Regulators’ Budget: Overall Spending and Staffing Remain Stable:

An Analysis of the U.S. Budget for Fiscal Years 1960 to 2021


Mark Febrizio and Melinda Warren


Highlights

This report tracks the “Regulators’ Budget,” the fiscal budget outlays and personnel devoted to developing and enforcing federal regulations, from fiscal year (FY) 1960 to the president’s FY 2021 budget request. While these on-budget costs of regulation represent a small fraction of the full burden of regulations to society (and do not provide information on regulations’ benefits), the data presented here offer useful insights into the growth and composition of regulation over the last 62 years.

The president’s FY 2021 budget would slightly increase overall spending on regulatory agencies over estimated 2020 levels.

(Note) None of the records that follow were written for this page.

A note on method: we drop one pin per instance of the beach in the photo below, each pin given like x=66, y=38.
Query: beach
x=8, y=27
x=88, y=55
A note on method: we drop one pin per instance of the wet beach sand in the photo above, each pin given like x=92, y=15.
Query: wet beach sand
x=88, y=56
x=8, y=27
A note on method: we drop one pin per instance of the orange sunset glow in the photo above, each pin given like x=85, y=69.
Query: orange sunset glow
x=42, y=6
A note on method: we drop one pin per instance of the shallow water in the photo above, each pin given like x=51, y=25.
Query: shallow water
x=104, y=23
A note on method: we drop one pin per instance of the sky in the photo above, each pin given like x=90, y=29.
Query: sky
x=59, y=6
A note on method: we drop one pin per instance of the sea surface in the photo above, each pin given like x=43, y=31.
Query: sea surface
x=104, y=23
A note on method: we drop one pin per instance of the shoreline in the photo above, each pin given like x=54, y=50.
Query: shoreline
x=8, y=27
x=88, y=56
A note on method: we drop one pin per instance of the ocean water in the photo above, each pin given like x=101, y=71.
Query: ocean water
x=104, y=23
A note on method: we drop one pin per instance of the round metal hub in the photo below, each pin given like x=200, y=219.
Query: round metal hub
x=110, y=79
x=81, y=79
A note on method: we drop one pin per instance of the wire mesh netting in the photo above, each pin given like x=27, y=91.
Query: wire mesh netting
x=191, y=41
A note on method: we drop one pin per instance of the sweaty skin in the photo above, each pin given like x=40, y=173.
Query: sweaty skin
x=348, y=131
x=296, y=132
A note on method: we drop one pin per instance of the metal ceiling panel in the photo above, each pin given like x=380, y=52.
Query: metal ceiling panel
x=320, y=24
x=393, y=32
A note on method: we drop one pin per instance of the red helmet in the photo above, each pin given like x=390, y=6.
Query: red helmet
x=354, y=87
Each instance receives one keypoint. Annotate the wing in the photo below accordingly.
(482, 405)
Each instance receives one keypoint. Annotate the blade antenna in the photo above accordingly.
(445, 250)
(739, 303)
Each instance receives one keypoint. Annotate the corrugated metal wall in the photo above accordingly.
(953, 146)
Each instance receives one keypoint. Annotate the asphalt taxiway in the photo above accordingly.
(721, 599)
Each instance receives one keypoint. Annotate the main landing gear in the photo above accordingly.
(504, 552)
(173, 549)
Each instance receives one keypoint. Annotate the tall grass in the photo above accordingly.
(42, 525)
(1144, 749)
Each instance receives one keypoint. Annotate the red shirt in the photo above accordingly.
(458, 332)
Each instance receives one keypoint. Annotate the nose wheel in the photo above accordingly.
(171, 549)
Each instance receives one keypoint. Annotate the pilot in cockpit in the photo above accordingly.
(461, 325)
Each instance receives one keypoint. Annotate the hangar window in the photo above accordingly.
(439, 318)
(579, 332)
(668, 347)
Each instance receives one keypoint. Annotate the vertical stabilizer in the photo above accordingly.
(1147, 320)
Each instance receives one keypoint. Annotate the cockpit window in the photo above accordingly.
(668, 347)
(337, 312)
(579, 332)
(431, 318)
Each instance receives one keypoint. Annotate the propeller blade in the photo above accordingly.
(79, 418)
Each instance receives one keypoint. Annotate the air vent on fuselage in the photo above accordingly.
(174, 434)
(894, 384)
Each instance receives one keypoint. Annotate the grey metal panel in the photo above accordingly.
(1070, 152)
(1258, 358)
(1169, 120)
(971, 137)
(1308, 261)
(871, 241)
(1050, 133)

It requests $79.8 billion in regulatory outlays, compared to estimated outlays of $77.8 billion in 2020. In real (inflation-adjusted) terms, this would mean a 0.3 percent increase in spending. The FY 2020 regulators’ budget is 5.5 percent higher than in 2019. The number of regulators would rise from 286,647 in 2020 to 288,409 in 2021 (a 0.6 percent increase).

While relatively flat, these topline figures obscure large proposed changes in some regulatory agencies. Consistent with previous budget requests from the Trump administration, agencies involved in homeland security functions are scheduled to receive significant increases in both funds and staff. Under the president’s proposal, regulatory activities in the Department of Homeland Security (DHS) would receive a 3.1 percent real increase in resources and a 1.6 percent increase in staff in 2021, building on even larger increases the previous year. The requests for Immigration and Customs Enforcement (ICE) and the U.S. Coast Guard are driving these increases in homeland security spending and personnel.

Proposed reductions for agencies with other regulatory functions largely offset increases, keeping regulatory spending relatively flat. While agencies focused on consumer safety and health are set to receive 2.6 percent more in constant dollars, funding for the three other main categories of social regulation—transportation, workplace, and environment and energy—would decline in real terms. Consistent with another trend in recent budget requests, agencies involved in environmental and energy regulation would bear the biggest cuts—a proposed reduction of 13.1 percent below 2020 spending levels in real terms and 10.3 percent below 2020 staffing.

Overall, agencies conducting economic regulation—categorized as finance and banking, industry-specific regulation, and general business—would receive a 0.1 percent increase in real resources. The overall increase stems from 2.5 percent more funding proposed for general business, the largest economic regulation category, while spending for the other two categories would fall under the FY 2021 request.